Yusuf May I help you?
-
I've read a few more articles about the breach. Plaintext passwords in the DB and a simple SQL injection attack were involved.
3x12=36 2x12=24 1x12=12 0x12=18
Oooo! I love the smell of professionalism in the morning!
All those who believe in psycho kinesis, raise my hand.
-
Haven't read the article (because it took so long to load that I got bored and went away), but to be honest any site which stores a password in any form other than one-way encrypted or SHA hashed is not one I realy want to visit.
All those who believe in psycho kinesis, raise my hand.
even if they are hashed, you can find out who uses "123456" by generating the hash for "123456" and finding the matches in your list of hashed pwds.
-
even if they are hashed, you can find out who uses "123456" by generating the hash for "123456" and finding the matches in your list of hashed pwds.
Good point!
All those who believe in psycho kinesis, raise my hand.
-
I have the free version but the generated passwords are hard to remember. By the way who am I :confused:
djj55 wrote:
By the way who am I
Tonight on America's Dumbest Criminals, we deal with Identity theft. My name's ...????
"WPF has many lovers. It's a veritable porn star!" - Josh Smith
As Braveheart once said, "You can take our freedom but you'll never take our Hobnobs!" - Martin Hughes.
-
Good point!
All those who believe in psycho kinesis, raise my hand.
-
from the article: By far, the most popular password on the site was "123456," apparently satisfying a minimum character limit on the site's password restrictions, but doing little for security. A full 290,731 users used this password, far more than the runner-up, the slightly less complex "12345, which attracted 79,078 uses. clickty[^] I have learned a simple trick to create mid-to-strong password by simple substitution. Let us take "codeproject" as case example, it goes as follows - first let us capitalize some letters => CodeProject - substitute "o" with "0" => C0deProject - upper case e (E) can be imagined as mirror image of 3 => C0d3Pr0j3ct - let us sprinkle some chars (SHIFT 3 = # on the US layout keyboard) => C0d#Pr0j#ct - Finally P can be imagines as mirror image of 9 => C0d#9r0j#ct So we went from codeproject => C0d#9r0j#ct and I can use Code Project as my password hint. :cool: The cool part is there is no limit to the imagination and the resulting password can be as close as random characters. How do you create your password?
Yusuf May I help you?
Don't forget to include a couple of :-) in you pwd. (or :-( for your online banking).
-
Yusuf wrote:
How do you create your password?
Take a poem, song lyric, quote, etc, and use the first letter from each word.

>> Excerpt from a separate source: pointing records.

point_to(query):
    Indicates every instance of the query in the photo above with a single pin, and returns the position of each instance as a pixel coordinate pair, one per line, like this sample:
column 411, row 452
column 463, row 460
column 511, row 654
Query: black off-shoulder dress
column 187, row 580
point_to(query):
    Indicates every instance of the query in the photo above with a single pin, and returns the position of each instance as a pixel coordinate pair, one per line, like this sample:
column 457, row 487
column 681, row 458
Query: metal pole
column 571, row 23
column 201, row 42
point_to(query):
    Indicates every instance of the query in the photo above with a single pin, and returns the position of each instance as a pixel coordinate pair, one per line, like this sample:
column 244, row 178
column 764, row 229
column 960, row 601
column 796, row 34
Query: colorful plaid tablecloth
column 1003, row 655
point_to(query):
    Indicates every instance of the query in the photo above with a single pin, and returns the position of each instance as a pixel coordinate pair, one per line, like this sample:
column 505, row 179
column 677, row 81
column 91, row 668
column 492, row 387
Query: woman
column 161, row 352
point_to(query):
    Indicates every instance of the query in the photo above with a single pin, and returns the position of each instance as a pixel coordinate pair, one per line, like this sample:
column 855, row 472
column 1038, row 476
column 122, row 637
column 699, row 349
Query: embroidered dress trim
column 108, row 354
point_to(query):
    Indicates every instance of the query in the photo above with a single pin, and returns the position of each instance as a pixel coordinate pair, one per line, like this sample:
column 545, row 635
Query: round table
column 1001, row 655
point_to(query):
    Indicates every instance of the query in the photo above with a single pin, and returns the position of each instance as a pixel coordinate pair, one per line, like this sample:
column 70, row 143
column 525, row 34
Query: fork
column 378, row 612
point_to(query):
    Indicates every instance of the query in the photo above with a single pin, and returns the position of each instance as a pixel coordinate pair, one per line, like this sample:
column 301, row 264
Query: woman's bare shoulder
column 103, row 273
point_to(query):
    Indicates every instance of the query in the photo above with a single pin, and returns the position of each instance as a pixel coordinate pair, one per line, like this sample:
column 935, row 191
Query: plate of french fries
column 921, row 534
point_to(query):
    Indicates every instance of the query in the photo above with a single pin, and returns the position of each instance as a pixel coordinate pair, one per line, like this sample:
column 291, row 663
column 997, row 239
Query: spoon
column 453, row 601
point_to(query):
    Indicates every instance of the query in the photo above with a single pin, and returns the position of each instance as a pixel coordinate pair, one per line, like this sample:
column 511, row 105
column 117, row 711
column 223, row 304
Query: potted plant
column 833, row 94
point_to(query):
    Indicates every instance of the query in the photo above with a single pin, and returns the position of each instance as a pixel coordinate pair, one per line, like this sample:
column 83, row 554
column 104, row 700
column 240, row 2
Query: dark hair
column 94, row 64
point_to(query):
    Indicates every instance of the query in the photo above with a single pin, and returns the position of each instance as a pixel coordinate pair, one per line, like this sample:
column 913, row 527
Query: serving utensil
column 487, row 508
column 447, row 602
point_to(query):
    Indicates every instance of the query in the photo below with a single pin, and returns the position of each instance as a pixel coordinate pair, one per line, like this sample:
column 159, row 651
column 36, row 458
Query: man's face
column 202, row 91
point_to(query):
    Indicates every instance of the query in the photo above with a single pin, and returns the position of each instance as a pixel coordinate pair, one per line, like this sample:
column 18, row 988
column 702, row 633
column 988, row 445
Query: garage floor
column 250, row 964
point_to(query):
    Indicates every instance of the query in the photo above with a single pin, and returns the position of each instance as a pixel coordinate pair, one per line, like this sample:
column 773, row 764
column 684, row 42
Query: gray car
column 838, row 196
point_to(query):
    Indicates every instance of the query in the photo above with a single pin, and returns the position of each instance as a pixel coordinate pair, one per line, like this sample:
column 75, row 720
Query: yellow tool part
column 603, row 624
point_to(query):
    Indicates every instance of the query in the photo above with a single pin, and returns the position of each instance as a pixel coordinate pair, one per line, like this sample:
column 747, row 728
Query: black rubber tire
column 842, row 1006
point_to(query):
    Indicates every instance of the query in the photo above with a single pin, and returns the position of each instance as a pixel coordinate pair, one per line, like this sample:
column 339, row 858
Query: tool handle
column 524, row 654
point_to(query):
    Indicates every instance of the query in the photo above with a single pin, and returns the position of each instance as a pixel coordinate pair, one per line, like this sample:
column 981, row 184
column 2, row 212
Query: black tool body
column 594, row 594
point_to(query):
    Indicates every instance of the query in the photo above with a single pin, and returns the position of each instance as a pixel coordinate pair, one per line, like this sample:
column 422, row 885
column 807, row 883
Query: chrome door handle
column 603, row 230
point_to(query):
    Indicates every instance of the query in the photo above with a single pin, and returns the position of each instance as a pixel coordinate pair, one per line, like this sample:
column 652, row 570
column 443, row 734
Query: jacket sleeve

You can get 20-30 characters easy. That other stuff is just too hard to remember.
"One man's wage rise is another man's price increase." - Harold Wilson
"Fireproof doesn't mean the fire will never come. It means when the fire comes that you will be able to withstand it." - Michael Simmons
Passwords are just a giant PITA tho. It bugs me that just about any site or organisation I go to that requests I use a password, all have a completely different policy on how the password is composed, some accept all alphanumeric characters, some don't, some specify a number at the start of the string, others at the end, it leads me to having a multitude of passwords, that, more often than not, I have to go through the rigmarole of resetting a password everytime I visit a site, because I cant remember the exact sequence of characters for that specific sites password. Now surely that is defeating the object of having a password in the first place. With that in mind, you can see why some people just use strings like "123456" as at least it is easy to remember. I wish someone would invent another way to protect access to your stuff on line.....
-
even if they are hashed, you can find out who uses "123456" by generating the hash for "123456" and finding the matches in your list of hashed pwds.